On April 17, a paper arrived in the inbox of Annals of Mathematics, one of the discipline's preeminent journals. Written by a mathematician virtually unknown to the experts in his field - a 50-something lecturer at the University of New Hampshire named Yitang Zhang - the paper claimed to have taken a huge step forward in understanding one of mathematics' oldest problems, the twin primes conjecture.

Editors of prominent mathematics journals are used to fielding grandiose claims from obscure authors, but this paper was different. Written with crystalline clarity and a total command of the topic's current state of the art, it was evidently a serious piece of work, and the Annals editors decided to put it on the fast track.

Just three weeks later - a blink of an eye compared to the usual pace of mathematics journals - Zhang received the referee report on his paper.

"The main results are of the first rank," one of the referees wrote. The author had proved "a landmark theorem in the distribution of prime numbers."

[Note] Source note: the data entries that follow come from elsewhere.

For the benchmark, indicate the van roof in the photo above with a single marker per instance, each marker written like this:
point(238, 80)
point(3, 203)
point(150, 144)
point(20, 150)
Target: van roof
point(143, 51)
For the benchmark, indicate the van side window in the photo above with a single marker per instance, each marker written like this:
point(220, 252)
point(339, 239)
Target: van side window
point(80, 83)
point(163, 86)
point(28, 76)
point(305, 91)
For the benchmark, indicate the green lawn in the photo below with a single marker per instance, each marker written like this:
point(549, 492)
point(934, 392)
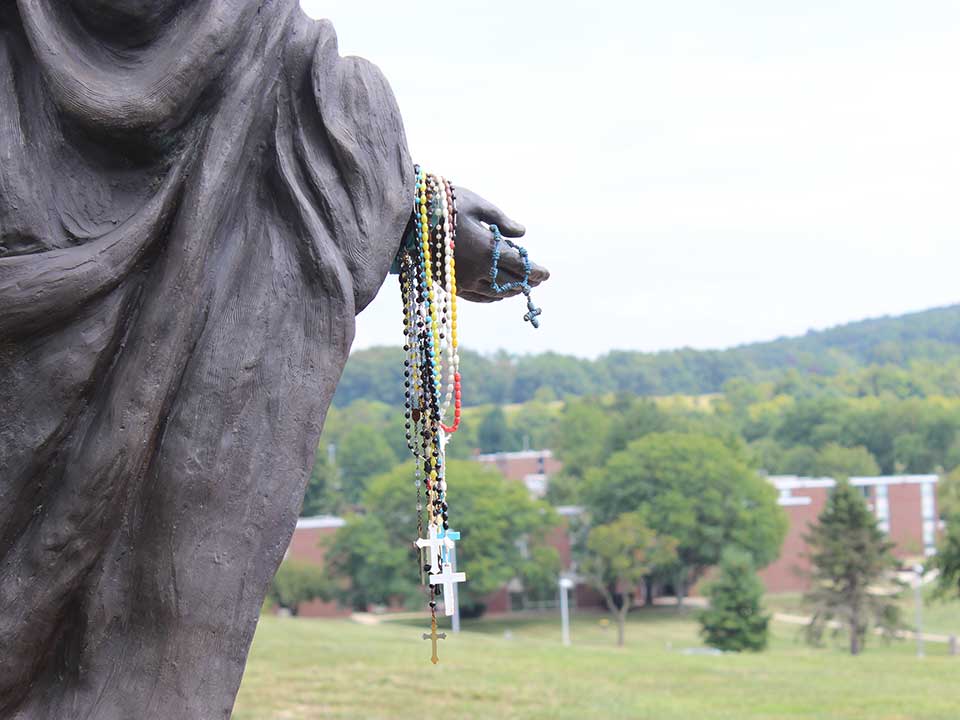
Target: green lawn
point(303, 669)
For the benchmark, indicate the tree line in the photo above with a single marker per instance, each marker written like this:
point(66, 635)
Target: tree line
point(910, 356)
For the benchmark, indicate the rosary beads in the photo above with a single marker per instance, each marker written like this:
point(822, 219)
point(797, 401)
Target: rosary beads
point(431, 372)
point(533, 312)
point(428, 286)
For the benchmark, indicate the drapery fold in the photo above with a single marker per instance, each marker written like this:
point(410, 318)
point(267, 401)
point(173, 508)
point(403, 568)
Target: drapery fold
point(178, 284)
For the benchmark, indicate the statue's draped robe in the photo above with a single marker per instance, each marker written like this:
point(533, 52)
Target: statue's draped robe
point(189, 222)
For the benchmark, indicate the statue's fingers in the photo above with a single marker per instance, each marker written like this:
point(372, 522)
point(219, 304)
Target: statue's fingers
point(492, 215)
point(538, 274)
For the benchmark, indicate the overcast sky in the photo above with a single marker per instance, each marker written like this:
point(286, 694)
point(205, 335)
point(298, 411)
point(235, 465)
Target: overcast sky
point(694, 173)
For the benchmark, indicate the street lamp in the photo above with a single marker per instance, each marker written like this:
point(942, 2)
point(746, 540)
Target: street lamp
point(566, 584)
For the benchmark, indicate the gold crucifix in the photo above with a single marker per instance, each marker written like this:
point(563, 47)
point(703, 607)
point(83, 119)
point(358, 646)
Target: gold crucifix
point(434, 636)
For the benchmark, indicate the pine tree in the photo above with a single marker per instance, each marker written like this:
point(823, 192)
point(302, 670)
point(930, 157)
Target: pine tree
point(851, 557)
point(735, 620)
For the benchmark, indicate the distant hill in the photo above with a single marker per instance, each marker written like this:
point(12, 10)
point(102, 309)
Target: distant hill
point(929, 336)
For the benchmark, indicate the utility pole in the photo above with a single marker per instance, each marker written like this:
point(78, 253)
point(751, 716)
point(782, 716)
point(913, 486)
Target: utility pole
point(455, 621)
point(565, 585)
point(918, 600)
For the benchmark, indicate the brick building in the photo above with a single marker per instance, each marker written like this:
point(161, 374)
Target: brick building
point(308, 544)
point(905, 506)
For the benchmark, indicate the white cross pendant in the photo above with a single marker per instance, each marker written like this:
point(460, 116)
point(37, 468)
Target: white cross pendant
point(434, 543)
point(447, 578)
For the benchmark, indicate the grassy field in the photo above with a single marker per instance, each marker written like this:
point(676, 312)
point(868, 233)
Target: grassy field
point(305, 669)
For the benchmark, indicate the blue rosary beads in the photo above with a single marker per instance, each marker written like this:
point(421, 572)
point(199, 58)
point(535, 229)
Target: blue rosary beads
point(533, 312)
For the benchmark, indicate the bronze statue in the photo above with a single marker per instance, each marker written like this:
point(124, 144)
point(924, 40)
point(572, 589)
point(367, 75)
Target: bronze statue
point(196, 199)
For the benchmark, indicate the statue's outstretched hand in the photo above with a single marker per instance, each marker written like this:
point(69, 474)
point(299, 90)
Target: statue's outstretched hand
point(474, 250)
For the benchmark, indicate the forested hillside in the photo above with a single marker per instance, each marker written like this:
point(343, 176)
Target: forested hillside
point(913, 355)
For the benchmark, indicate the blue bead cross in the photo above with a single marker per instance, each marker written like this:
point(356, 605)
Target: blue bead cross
point(449, 535)
point(533, 312)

Rumors swept through the mathematics community that a great advance had been made by a researcher no one seemed to know - someone whose talents had been so overlooked after he earned his doctorate in 1992 that he had found it difficult to get an academic job, working for several years as an accountant and even in a Subway sandwich shop.

more

http://simonsfoundation.org/features/science-news/unheralded-mathematician-bridges-the-prime-gap/


----------



## Arthur Pendragon

Mathematics is one of those fields where anyone can strike gold, if given the right thought at the right time. Usually strokes of genius occur when you are younger, but this man has _miraculously _discovered a great improvement in prime number theory. I just hope that the _friend _that he visited to achieve this epiphany receives his due credit.


----------



## Arthur Pendragon

> Zhang's idea was to use not the GPY sieve but a modified version of it, in which the sieve filters not by every number, but only by numbers that have no large prime factors.

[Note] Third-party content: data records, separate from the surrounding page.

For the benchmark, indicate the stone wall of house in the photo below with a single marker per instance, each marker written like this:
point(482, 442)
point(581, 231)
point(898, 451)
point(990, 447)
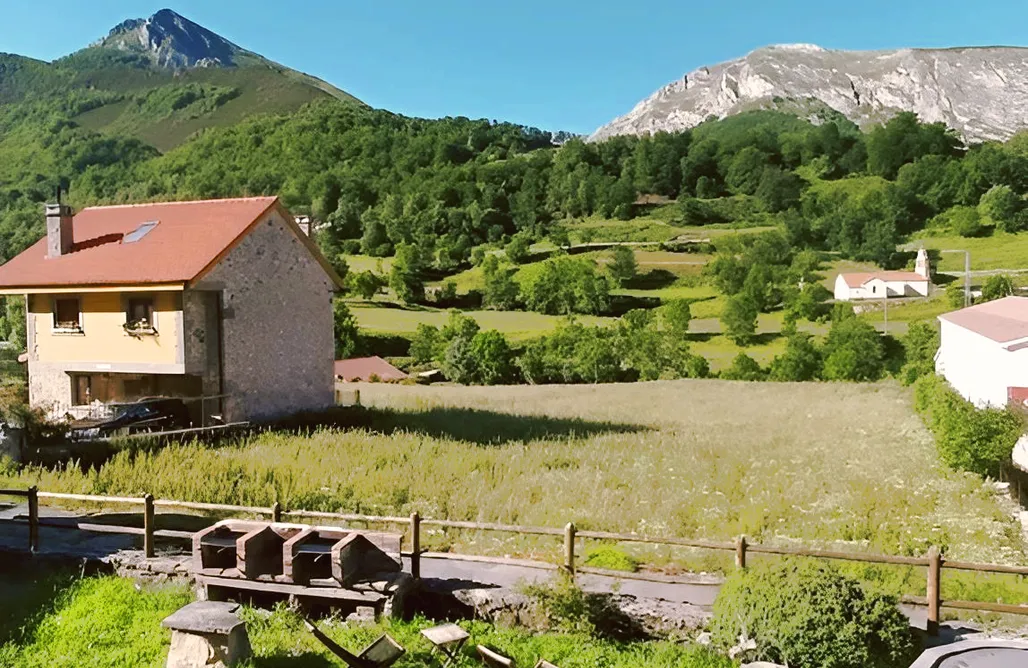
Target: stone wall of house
point(49, 385)
point(277, 330)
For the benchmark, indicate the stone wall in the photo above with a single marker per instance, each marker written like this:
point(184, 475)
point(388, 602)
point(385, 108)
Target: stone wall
point(49, 384)
point(278, 331)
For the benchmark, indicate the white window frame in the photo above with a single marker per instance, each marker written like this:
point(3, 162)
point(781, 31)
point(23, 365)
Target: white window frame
point(54, 326)
point(146, 331)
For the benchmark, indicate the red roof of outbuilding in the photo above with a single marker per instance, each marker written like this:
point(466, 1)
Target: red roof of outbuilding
point(1003, 320)
point(189, 237)
point(364, 368)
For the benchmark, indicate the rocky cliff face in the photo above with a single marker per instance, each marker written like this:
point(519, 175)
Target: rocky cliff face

Recently, _k_0 has not been prime, although that was not always the case (earlier this year). Given that _k_0 has to be less than or equal to _H_, and _H_ must be 2, at some point given the rough relationship _H = k_0log_k_0 + _k_0, they must find a better solution for _k_0 as it would need to cease being an integer, unless _k_0 _= _1, which would be ridiculous.

Therefore, even if this route is optimized, a considerable fundamental breakthrough is still required to lower the limit below 10.


----------



## Sacrieur

My intuition tells me it's simpler than all of this.

It has to work that way.


----------



## Mersault

Very good 

I stopped reading it due to the Riemannian connection (which is still based on a hypothesis as far as i know, even for the parts of it used here?), but i am very happy such progress has been made. (i am not being pompous, btw, i just like math and observe it as a non-mathematician)


----------